The clinical diagnosis of osteoporosis is based on bone densitometry and bone mineral density (BMD) measurements, but it is not always feasible to expose all study participants to these tests. Indeed, case definitions of osteoporosis in large-scale epidemiological studies and national health surveys often rely on self-report of diagnosis, medication, or fractures.
"The validity of self-reported osteoporosis is often questioned, but validation studies are lacking," say Geeske Peeters (University of Queensland, Brisbane, Australia) and colleagues.
Using participant data from the Australian Longitudinal Study on Women's Health, the researchers compared self-reported diagnosis with medication information from self-report and pharmaceutical reimbursement claims from 17,627 middle-aged (56-61 years in 2007) and 9588 older (79-84 years in 2005) women.
Concurrent validity of self-report was examined by calculating agreement, sensitivity, specificity, positive predictive value (PPV), and negative predictive value (NPV). Construct validity was tested through examination of association of self-reported diagnosis with osteoporosis-related characteristics such as fracture, weight, body pain, back pain, and physical function.
Analysis of concurrent validity of self-reported diagnosis for prevalent osteoporosis among middle-aged women showed a high percentage agreement for Pharmaceutical Benefits Scheme (PBS) prescription reimbursement claims (95.7%) followed by self-reported medication (95.3%). Both measures showed good sensitivity (73.8% and 78.6%), specificity (96.4% and 95.7%), and NPV (99.1% and 99.5%).

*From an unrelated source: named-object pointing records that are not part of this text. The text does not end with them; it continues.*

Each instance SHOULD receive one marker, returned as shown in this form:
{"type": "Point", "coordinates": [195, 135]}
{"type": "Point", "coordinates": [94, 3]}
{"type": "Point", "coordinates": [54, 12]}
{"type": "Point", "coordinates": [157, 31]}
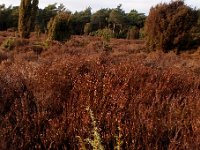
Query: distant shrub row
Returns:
{"type": "Point", "coordinates": [169, 26]}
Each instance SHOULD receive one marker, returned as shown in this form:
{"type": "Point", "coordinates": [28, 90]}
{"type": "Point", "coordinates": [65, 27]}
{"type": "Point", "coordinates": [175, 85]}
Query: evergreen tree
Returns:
{"type": "Point", "coordinates": [27, 15]}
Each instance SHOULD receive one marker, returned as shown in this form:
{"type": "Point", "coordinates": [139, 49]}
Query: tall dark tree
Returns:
{"type": "Point", "coordinates": [79, 19]}
{"type": "Point", "coordinates": [27, 14]}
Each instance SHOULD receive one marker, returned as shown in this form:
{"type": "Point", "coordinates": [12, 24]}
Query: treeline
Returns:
{"type": "Point", "coordinates": [82, 22]}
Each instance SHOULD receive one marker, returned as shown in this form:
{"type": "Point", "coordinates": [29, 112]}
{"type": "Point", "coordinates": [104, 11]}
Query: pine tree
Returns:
{"type": "Point", "coordinates": [27, 15]}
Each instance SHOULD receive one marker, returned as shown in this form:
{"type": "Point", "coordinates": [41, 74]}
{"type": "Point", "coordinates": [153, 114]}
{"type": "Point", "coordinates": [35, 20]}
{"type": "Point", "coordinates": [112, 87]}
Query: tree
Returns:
{"type": "Point", "coordinates": [116, 20]}
{"type": "Point", "coordinates": [79, 19]}
{"type": "Point", "coordinates": [8, 17]}
{"type": "Point", "coordinates": [168, 26]}
{"type": "Point", "coordinates": [27, 15]}
{"type": "Point", "coordinates": [59, 27]}
{"type": "Point", "coordinates": [136, 19]}
{"type": "Point", "coordinates": [44, 15]}
{"type": "Point", "coordinates": [99, 19]}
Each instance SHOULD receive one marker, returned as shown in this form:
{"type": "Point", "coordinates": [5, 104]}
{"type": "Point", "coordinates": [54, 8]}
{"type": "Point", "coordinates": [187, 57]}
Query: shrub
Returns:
{"type": "Point", "coordinates": [168, 26]}
{"type": "Point", "coordinates": [105, 33]}
{"type": "Point", "coordinates": [59, 27]}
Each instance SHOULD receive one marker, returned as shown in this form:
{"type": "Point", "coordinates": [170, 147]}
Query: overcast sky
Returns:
{"type": "Point", "coordinates": [141, 6]}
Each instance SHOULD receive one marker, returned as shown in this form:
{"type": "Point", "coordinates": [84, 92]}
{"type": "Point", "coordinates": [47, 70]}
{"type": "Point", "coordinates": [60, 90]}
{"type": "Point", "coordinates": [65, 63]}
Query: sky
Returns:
{"type": "Point", "coordinates": [142, 6]}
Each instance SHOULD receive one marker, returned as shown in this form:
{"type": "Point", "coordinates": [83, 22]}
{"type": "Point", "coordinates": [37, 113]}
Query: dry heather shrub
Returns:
{"type": "Point", "coordinates": [168, 26]}
{"type": "Point", "coordinates": [42, 103]}
{"type": "Point", "coordinates": [59, 27]}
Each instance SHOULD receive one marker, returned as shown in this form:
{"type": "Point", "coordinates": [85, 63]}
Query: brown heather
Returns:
{"type": "Point", "coordinates": [153, 97]}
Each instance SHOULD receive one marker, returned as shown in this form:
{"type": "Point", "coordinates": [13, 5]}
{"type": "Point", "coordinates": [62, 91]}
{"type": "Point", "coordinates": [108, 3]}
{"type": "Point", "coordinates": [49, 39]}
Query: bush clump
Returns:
{"type": "Point", "coordinates": [168, 26]}
{"type": "Point", "coordinates": [59, 27]}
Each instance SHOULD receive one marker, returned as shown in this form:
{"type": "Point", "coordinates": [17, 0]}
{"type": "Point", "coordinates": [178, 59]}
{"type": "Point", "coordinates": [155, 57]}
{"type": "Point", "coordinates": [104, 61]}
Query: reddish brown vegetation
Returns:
{"type": "Point", "coordinates": [153, 98]}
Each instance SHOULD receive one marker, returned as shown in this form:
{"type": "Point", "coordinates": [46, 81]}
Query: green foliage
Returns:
{"type": "Point", "coordinates": [8, 17]}
{"type": "Point", "coordinates": [87, 28]}
{"type": "Point", "coordinates": [79, 19]}
{"type": "Point", "coordinates": [168, 26]}
{"type": "Point", "coordinates": [27, 16]}
{"type": "Point", "coordinates": [59, 27]}
{"type": "Point", "coordinates": [8, 44]}
{"type": "Point", "coordinates": [136, 19]}
{"type": "Point", "coordinates": [99, 19]}
{"type": "Point", "coordinates": [133, 33]}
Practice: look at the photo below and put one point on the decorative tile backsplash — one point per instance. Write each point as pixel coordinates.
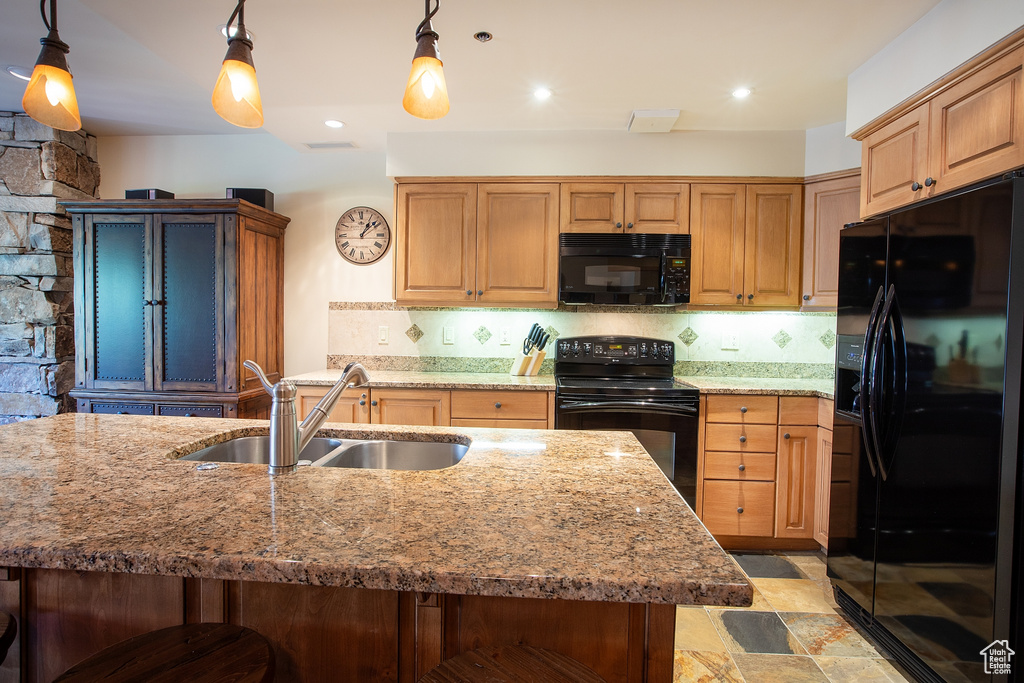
(786, 344)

Similar findings for prevalent osteoporosis were seen among older women, although the agreement was slightly lower for PBS claims (87.1%) and self-reported claims (86.5%). In contrast to mid-age women, PPV was better among older women for both self-reported medication (57.1% vs 29.9%) and PBS prescriptions (79.5% vs 42.0%).

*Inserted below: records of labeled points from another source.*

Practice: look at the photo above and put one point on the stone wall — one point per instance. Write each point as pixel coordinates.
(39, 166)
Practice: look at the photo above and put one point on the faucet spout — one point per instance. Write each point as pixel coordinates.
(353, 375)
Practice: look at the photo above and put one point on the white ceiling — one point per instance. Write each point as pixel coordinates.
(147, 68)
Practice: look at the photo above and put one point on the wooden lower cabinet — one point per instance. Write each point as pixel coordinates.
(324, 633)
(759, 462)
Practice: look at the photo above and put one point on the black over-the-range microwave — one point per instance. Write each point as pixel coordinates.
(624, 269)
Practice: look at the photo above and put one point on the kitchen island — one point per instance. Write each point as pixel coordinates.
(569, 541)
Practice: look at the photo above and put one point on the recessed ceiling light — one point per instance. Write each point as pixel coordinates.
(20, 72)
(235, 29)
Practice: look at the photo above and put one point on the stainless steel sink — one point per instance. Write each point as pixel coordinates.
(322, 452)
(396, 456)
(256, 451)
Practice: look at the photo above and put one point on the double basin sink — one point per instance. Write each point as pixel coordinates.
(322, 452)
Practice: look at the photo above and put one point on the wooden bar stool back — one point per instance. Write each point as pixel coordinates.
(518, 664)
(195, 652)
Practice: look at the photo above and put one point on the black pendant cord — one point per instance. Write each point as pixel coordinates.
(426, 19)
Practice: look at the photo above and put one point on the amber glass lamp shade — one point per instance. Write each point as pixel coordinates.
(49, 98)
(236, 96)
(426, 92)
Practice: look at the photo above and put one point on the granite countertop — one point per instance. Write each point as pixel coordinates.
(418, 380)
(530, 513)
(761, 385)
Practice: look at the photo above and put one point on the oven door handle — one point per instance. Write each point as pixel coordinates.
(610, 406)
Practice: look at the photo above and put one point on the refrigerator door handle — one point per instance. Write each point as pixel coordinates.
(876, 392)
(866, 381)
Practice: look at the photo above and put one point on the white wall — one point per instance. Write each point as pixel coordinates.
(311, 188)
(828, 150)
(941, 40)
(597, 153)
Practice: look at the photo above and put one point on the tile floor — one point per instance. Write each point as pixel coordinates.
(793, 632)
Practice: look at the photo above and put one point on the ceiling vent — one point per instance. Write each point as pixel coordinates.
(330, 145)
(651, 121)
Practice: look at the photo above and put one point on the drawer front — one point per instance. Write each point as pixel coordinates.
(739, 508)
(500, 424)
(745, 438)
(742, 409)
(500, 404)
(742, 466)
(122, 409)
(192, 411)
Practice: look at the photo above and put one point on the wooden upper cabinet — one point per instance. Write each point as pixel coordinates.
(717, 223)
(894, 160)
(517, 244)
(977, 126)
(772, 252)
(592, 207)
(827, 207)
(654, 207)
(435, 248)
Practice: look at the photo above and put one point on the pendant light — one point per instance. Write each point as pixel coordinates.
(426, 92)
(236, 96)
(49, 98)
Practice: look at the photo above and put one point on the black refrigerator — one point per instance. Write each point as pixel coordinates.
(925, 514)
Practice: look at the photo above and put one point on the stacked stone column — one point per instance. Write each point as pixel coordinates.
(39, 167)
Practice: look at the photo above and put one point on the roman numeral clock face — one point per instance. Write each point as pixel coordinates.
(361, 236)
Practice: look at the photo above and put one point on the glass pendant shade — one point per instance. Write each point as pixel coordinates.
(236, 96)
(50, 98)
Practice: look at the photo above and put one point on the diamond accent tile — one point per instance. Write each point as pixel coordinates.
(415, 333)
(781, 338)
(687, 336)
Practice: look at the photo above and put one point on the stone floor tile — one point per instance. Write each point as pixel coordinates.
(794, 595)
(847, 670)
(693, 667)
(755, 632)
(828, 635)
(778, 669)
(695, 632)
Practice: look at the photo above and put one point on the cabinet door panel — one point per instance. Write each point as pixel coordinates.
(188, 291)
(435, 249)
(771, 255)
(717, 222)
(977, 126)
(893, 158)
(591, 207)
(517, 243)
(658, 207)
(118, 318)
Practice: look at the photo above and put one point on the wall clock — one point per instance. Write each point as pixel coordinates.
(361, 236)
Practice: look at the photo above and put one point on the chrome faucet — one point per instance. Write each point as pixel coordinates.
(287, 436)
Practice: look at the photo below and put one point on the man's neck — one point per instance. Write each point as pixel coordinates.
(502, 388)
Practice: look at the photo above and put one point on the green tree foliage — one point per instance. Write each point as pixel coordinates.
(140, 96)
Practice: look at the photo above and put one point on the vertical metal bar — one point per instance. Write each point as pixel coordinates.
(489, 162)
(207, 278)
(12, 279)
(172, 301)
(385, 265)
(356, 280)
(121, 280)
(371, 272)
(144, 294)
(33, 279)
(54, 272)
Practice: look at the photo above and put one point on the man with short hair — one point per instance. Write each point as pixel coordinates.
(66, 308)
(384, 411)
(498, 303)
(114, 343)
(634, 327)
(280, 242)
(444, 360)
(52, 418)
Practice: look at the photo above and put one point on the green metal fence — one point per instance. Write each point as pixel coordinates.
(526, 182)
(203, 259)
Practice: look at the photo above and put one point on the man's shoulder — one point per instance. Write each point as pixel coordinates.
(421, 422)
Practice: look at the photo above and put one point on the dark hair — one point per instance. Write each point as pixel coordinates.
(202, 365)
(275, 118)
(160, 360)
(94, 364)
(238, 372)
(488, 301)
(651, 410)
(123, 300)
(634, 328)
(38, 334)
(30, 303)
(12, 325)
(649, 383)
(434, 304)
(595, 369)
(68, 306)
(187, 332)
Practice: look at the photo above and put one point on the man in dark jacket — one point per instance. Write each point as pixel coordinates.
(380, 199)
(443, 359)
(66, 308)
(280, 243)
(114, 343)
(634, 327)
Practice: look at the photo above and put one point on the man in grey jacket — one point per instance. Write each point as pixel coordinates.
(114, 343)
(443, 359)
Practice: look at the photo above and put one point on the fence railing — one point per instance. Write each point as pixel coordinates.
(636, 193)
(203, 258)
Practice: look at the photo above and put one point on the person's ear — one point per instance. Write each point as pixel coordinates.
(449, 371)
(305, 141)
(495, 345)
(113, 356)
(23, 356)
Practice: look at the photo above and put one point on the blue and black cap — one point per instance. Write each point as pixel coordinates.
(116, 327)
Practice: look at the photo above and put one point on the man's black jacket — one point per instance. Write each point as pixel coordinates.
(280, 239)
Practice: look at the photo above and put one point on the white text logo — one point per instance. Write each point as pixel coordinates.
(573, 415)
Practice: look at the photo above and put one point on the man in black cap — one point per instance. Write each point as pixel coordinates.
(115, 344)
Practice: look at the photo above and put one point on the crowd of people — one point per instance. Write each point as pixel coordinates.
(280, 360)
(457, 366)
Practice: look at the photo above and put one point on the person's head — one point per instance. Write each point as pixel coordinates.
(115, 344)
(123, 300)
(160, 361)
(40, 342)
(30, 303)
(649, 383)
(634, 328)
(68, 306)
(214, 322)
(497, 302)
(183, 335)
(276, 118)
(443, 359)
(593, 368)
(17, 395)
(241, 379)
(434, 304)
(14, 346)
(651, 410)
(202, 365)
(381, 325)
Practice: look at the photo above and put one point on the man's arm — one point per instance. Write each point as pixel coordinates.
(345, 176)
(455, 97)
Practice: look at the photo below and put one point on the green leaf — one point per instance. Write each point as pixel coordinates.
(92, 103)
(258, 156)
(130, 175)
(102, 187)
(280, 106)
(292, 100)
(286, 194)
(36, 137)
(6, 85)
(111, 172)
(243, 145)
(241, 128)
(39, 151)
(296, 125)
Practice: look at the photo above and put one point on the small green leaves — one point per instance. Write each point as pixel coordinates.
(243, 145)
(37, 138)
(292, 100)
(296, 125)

When the researchers analyzed the concurrent validity for incident osteoporosis, they found that sensitivity and PPV were lower relative to those seen for prevalent osteoporosis, with agreement, specificity, and NPV remaining comparably high for both middle-aged and older women.
Significant associations were found between self-reported diagnosis and all five osteoporosis-related characteristics for prevalent osteoporosis, and for three out of five characteristics in middle-aged women and four out of five characteristics in older women for incident osteoporosis.
The researchers note that a major limitation of the study was the lack of bone densitometry for diagnosis of osteoporosis.
The findings are published in the journal Osteoporosis International.